November 20th, 2008 · mind over money

Today’s article on “Failing Home Economics” in the New York Times got me thinking and reading a new blog.  You know, my mother was a home economics teacher, so thanks to her, I passed home ec with flying colors.  When it comes to budgeting though, Penelope Green found excellent examples of the failures we all make when we’re trying to save money: save $12 by forgoing expensive soup at the store only to spend $500 on dog beds. Give up summer vacation because of high gas prices before doing the math; it would really only cost $80 extra. Pass on the big screen TV at Best Buy only to buy a cheaper one at Wal-Mart. If you can’t afford a new TV, that “savings” is no savings at all.

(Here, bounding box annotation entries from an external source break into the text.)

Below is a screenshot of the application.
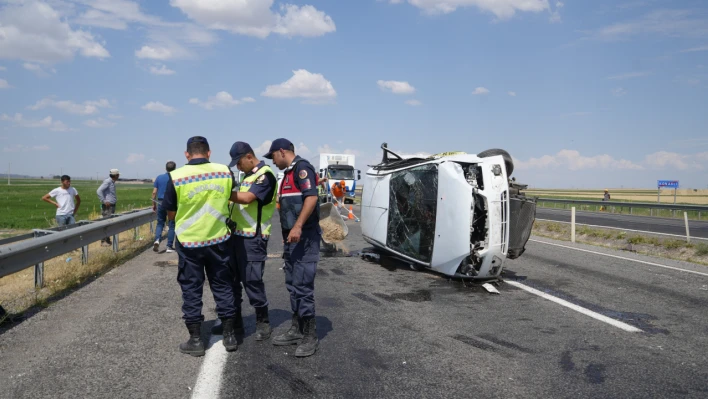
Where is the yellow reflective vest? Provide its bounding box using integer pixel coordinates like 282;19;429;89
231;165;278;239
170;163;232;248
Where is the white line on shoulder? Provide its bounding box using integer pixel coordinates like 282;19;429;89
505;280;642;332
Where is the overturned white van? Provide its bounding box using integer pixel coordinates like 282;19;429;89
361;143;536;280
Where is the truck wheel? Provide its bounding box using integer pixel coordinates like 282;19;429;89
477;148;514;177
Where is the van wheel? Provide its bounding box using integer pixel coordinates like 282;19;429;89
477;148;514;177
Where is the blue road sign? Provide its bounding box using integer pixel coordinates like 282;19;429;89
657;180;678;188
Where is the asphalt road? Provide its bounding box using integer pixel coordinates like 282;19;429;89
536;207;708;238
0;208;708;398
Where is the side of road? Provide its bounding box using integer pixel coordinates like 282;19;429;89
0;249;210;398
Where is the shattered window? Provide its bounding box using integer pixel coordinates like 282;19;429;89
386;164;438;262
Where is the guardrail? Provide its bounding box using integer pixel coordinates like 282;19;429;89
0;209;156;288
536;198;708;220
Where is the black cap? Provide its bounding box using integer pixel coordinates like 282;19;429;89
187;136;209;146
229;141;253;168
263;139;295;159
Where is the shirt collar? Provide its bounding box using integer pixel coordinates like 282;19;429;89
246;161;265;176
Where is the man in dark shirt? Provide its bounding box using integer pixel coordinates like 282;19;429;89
263;138;322;357
152;161;177;253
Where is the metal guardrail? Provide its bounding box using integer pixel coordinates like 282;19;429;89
0;209;157;288
536;198;708;219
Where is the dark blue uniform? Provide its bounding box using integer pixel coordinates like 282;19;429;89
280;156;322;318
230;161;278;308
162;158;236;324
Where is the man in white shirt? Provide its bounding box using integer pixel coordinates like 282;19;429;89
42;175;81;226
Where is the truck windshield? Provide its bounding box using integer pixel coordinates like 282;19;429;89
328;168;354;180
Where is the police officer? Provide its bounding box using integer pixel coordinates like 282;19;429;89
162;136;238;356
224;141;278;341
263;138;322;357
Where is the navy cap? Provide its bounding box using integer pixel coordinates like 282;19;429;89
229;141;253;168
263;139;295;159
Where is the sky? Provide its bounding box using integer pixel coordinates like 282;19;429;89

Of course, (sorry Mom!) I have had plenty of my own failures in home economics. I saved $45 over three months by drinking generic coffee, but spent $45 for a salad and martinis at the Cheesecake Factory Friday night. I save $30 a year by canning my own strawberry jam, but spend $420 a year on a gym membership that I no longer use.

While the article makes the point that we don’t always spend and save rationally, I also appreciated behavioral economist Dan Ariely’s definition of rational behavior: “But I have a more relaxed definition, which is that rational decisions are those you make and don’t regret later.” It’s far too easy to laugh at someone else’s economic decisions. What’s more important is how you evaluate and reflect on your own.

Sure, the $45 dinner wasn’t frugal, but I don’t regret one minute that I spent with my friend.  On the other hand, I do regret the gym membership and curse the fact that I’m still locked into a contract with them.  In some ways, a budget helps us minimize potential for regret.  I have $150 a month for fun, and part of that went to dinner this month.  However, now the fun money is gone, so I need to find frugal ways to entertain myself until December 1.  It really doesn’t matter what I spend that $150 a month on.  As long as I’m allocating the rest of my budget wisely, I can just feel happy that I can afford money for a little frivolity each month.

This week I’ve been settling into the idea that spending, in and of itself, is not bad. If it’s something you won’t regret, you should go for it! Hoarding money just for the sake of hoarding won’t help you live your best life either. Being frugal, for me, is turning out to be about trimming expenses on things I don’t value that much so that I have more money for the things I do valueWhat seem like illogical, lopsided trade-offs can actually be quite logical.  I’ve become pretty frugal when it comes to groceries and household cleaners, but now we have a lot more money going to savings each month.  I’m content with my new frugality in the kitchen.  The key is not to reduce ALL my decisions to some kind of stereotype: “I’m the frugal gal, so I’ll wear this cheap watch until I die.” 

In fact, all those irrational calculations are really just the manifestations of interesting, complicated people.  We’re faced with so many ways to spend money and so many choices in life, that we’re bound to make some quirky ones.  If we all just always acted on the rational impulse, we might pass home economics.  But I don’t think we’d be nearly as compelling!